Een van de belangrijkste clausules die aan de Boeddha worden toegeschreven, was dat volledig geordende monniken aanwezig moesten zijn bij de wijding van de monniken en de volledig geordende monniken en monniken bij de ordening van de monniken. Als dit wordt gedaan, zou dit een ononderbroken reeks van orders creëren die teruggaan naar de Boeddha.

Deze bepaling heeft een traditie van een afstamming gecreëerd die tot op de dag van vandaag wordt gerespecteerd - of niet. Niet alle geestelijken in het boeddhisme beweren in de traditie van de afstamming te zijn gebleven, maar andere wel.

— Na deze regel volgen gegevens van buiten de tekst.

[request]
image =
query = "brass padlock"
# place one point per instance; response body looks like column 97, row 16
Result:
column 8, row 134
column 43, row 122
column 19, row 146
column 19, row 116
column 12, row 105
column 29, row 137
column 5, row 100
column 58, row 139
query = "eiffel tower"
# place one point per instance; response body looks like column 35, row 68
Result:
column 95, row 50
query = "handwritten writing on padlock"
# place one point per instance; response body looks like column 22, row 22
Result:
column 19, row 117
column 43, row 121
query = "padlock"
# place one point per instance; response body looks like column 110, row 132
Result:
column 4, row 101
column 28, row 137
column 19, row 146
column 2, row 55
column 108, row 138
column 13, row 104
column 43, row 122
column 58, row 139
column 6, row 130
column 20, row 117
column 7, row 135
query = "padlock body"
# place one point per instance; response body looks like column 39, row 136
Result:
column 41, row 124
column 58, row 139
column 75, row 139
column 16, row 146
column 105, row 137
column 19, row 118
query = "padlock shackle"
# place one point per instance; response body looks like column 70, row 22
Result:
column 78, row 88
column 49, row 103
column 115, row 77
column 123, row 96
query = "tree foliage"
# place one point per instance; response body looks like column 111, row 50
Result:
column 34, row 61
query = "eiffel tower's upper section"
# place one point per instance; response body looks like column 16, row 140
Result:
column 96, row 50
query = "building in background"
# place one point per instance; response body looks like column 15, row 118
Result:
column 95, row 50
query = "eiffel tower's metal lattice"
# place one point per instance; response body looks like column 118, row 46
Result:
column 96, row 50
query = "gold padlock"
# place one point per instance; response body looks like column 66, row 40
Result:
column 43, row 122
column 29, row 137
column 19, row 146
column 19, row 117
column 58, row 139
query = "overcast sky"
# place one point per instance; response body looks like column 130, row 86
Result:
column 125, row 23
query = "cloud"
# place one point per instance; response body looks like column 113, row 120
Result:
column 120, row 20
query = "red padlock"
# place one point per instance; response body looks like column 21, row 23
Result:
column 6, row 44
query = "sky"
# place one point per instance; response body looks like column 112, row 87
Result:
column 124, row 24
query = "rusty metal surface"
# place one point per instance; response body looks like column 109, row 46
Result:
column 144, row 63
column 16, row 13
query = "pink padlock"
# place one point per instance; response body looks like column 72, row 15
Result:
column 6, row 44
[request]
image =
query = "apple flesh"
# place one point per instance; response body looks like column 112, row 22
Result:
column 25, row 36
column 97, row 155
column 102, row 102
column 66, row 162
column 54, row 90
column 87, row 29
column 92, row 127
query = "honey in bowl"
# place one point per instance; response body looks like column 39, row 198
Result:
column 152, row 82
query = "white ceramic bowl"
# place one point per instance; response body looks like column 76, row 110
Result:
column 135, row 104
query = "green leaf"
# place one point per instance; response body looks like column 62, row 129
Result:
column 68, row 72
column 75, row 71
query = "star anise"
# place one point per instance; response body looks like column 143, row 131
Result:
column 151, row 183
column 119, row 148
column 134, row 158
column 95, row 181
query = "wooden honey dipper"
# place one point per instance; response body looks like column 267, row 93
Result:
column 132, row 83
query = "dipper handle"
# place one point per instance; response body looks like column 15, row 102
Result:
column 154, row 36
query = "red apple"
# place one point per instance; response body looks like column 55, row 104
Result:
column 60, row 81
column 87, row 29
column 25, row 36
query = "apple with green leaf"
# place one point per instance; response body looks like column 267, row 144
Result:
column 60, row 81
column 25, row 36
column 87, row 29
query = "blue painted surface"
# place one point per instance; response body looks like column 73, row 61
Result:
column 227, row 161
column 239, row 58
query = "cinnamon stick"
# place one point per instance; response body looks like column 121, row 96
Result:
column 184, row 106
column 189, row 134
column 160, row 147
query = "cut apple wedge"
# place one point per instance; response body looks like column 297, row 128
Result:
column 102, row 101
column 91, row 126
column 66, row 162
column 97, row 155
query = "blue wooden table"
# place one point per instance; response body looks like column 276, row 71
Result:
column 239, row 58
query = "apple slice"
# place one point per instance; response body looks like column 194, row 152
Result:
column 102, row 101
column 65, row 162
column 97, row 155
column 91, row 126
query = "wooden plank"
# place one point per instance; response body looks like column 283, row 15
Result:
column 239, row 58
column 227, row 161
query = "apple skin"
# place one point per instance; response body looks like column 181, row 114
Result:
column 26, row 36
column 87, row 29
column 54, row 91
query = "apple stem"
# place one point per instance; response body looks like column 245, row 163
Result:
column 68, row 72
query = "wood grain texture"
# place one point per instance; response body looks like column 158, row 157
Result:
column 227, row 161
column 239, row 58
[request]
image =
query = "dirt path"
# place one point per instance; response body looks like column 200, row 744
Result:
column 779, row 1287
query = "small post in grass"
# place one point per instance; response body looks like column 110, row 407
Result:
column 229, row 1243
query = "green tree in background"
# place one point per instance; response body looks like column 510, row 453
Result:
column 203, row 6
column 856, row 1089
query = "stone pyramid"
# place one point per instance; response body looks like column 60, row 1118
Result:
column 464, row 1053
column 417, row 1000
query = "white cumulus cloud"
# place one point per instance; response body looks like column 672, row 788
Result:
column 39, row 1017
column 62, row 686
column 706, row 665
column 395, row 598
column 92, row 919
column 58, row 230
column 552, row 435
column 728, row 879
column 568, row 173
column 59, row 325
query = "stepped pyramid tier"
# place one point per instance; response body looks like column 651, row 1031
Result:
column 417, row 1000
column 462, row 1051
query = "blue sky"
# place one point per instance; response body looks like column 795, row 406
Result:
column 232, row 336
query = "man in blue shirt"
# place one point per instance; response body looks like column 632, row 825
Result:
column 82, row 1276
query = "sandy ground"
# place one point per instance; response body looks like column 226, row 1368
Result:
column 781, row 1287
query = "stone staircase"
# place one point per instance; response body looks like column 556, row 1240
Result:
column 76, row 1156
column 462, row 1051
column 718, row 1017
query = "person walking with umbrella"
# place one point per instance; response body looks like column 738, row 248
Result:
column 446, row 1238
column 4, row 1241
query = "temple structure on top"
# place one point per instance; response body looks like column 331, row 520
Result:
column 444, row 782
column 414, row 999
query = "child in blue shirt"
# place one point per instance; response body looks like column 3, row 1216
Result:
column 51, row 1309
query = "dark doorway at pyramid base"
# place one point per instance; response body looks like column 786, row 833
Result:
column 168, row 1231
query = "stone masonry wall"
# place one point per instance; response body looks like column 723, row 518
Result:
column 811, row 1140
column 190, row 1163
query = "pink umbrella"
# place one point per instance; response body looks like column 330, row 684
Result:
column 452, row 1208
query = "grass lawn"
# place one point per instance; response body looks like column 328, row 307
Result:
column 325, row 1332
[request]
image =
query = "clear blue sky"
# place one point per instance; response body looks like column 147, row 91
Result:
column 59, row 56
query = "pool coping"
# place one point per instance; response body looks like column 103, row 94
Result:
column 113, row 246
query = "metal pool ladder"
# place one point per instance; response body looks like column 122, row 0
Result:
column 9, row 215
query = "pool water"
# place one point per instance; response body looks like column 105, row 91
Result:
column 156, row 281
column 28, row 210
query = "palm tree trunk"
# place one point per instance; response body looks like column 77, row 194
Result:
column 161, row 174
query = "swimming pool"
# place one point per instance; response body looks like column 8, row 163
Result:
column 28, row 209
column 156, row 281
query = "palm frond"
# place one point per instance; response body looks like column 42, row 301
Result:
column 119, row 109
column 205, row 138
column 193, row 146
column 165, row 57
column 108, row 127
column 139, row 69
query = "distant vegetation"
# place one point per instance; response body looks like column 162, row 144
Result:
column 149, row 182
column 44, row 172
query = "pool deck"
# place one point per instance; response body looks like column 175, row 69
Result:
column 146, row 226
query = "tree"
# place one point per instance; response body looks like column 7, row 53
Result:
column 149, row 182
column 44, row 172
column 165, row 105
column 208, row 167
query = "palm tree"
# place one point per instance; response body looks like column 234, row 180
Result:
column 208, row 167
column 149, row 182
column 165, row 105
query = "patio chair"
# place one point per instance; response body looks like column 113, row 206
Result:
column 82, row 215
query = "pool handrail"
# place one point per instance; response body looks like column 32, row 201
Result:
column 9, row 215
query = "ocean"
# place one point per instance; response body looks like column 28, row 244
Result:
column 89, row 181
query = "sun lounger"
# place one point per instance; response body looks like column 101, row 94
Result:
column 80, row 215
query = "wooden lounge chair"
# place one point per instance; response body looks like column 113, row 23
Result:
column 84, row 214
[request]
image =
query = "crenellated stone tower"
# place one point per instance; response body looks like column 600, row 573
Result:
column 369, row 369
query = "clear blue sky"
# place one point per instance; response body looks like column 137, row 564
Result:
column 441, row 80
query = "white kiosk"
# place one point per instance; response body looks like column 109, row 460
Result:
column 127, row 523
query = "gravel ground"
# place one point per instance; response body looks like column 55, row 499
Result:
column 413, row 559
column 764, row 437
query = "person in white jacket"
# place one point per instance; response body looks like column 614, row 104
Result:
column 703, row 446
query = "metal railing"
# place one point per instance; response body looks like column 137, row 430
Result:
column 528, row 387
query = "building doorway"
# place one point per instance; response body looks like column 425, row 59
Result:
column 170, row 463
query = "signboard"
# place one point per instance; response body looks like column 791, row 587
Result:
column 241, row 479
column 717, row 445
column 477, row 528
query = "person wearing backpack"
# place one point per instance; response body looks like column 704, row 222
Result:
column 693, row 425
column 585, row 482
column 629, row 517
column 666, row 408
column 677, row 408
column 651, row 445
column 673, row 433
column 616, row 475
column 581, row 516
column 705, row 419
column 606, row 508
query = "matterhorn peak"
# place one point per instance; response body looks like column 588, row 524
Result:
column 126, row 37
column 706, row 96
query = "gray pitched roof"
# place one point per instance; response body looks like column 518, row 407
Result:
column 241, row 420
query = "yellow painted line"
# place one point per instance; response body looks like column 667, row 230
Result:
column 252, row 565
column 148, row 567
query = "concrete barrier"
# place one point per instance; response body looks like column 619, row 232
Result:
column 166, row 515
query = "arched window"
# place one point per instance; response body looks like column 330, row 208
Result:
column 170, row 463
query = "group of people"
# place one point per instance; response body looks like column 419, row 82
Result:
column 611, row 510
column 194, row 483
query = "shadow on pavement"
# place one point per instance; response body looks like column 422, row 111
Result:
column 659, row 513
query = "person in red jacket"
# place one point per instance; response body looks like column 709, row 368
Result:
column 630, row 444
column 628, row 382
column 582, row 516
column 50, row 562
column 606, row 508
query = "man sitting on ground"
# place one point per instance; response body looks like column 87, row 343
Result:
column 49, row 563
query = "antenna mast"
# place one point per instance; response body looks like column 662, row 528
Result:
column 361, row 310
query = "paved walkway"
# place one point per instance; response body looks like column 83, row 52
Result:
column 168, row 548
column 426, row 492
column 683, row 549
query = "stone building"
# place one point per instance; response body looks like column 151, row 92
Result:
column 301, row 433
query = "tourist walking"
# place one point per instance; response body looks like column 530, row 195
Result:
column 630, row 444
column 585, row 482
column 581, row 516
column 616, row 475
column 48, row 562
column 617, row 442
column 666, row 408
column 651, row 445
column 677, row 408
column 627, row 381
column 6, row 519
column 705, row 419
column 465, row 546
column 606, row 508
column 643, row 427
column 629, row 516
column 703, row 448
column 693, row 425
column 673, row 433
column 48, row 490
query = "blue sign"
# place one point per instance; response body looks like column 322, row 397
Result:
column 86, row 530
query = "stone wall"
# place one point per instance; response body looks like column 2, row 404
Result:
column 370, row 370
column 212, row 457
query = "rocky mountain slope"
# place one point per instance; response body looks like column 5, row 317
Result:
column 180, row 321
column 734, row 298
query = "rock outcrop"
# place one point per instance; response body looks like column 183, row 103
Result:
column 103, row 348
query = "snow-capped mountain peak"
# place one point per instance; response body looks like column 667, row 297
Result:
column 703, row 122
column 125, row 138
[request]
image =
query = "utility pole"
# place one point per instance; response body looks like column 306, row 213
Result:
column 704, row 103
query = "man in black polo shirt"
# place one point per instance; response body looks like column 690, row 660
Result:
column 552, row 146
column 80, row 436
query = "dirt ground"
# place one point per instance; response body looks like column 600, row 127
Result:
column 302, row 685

Een groot deel van het Theravada-boeddhisme wordt verondersteld een ononderbroken afdaling voor bhikkhus te hebben behouden, maar niet voor bhikkhunis, dus in het grootste deel van Zuidoost-Azië wordt vrouwen de volledige wijding ontzegd omdat er niet langer volledig geordineerde bhikkhunis zijn om deel te nemen aan wijding. . Er is een soortgelijk probleem in het Tibetaans boeddhisme omdat de Bhikkhuni-lijnen nooit aan Tibet zijn doorgegeven.

Vinaya
De regels voor de kloosterorden die aan de Boeddha worden toegeschreven, worden bewaard in de Vinaya of Vinaya-pitaka, een van de drie "manden" van de Tipitaka. Zoals vaak gebeurt, is er echter meer dan één versie van Vinaya.

Theravada-boeddhisten volgen de Pali Vinaya. Sommige Mahayana-scholen volgen andere versies die bewaard zijn gebleven in andere vroege sekten van het boeddhisme. En sommige scholen volgen om de een of andere reden geen volledige versie van Vinaya meer.

Zo vereist Vinaya (alle versies, geloof ik) dat monniken en nonnen volledig celibatair zijn. Maar in de 19e eeuw trok de keizer van Japan het celibaat in zijn rijk in en beval de monniken te trouwen. Tegenwoordig wordt vaak verwacht dat een Japanse monnik trouwt en kleine monniken verwekt.

Twee bestelniveaus
Na de dood van de Boeddha nam de monastieke sangha twee afzonderlijke wijdingceremonies aan. De eerste is een soort bestelling voor beginners die vaak wordt aangeduid als "het huis verlaten" of "het verlaten". Gewoonlijk moet een kind minimaal 8 jaar oud zijn om een ​​beginner te worden,

Wanneer de beginner ongeveer 20 jaar oud is, kan hij een volledige bestelling aanvragen. Meestal zijn de hierboven uiteengezette afstammingsvereisten alleen van toepassing op volledige bestellingen, niet op bestellingen van beginners. De meeste kloosterordes van het boeddhisme behielden een vorm van een ordeningssysteem met twee niveaus.

Geen van de bestellingen is noodzakelijkerwijs een levenslange verbintenis. Als iemand terug wil keren naar het lekenleven, kan hij dat doen. Zo koos de 6e Dalai Lama ervoor om zijn wijding op te geven en als een profane te leven, maar hij was nog steeds de Dalai Lama.

In de Theravadin-landen van Zuidoost-Azië is er een oude traditie van tieners die de wijding voor beginners op zich nemen en voor een korte tijd, soms slechts een paar dagen, als monniken leven en dan weer tot leven komen.

Monastiek leven en werken
De oorspronkelijke kloosterorden smeekten om hun maaltijden en brachten een groot deel van hun tijd door in meditatie en studie. Het Theravada-boeddhisme zet deze traditie voort. Bhikkhus zijn voor hun leven afhankelijk van aalmoezen. In veel Theravada-landen zouden beginnende nonnen die geen hoop op volledige wijding hebben, heersers over monniken moeten zijn.

Toen het boeddhisme China bereikte, bevonden de monniken zich in een cultuur die bedelen niet goedkeurde. Om deze reden zijn de Mahayana-kloosters zo zelfvoorzienend mogelijk geworden en zijn huishoudelijke taken - koken, schoonmaken, tuinieren - onderdeel geworden van de kloostertraining en niet alleen voor beginners.

In moderne tijden is het niet ongehoord dat gewijde bhikkhus en bhikkhunis buiten een klooster leven en een baan behouden. In Japan en sommige Tibetaanse ordes wonen ze misschien zelfs bij een echtgenoot en kinderen.

Over de kleding
Boeddhistische monastieke gewaden zijn verkrijgbaar in vele kleuren, van vurig oranje, roodbruin en geel tot zwart. Ze zijn er ook in vele stijlen. Het oranje nummer van de schouders van de iconische monnik wordt over het algemeen alleen in Zuidoost-Azië gezien.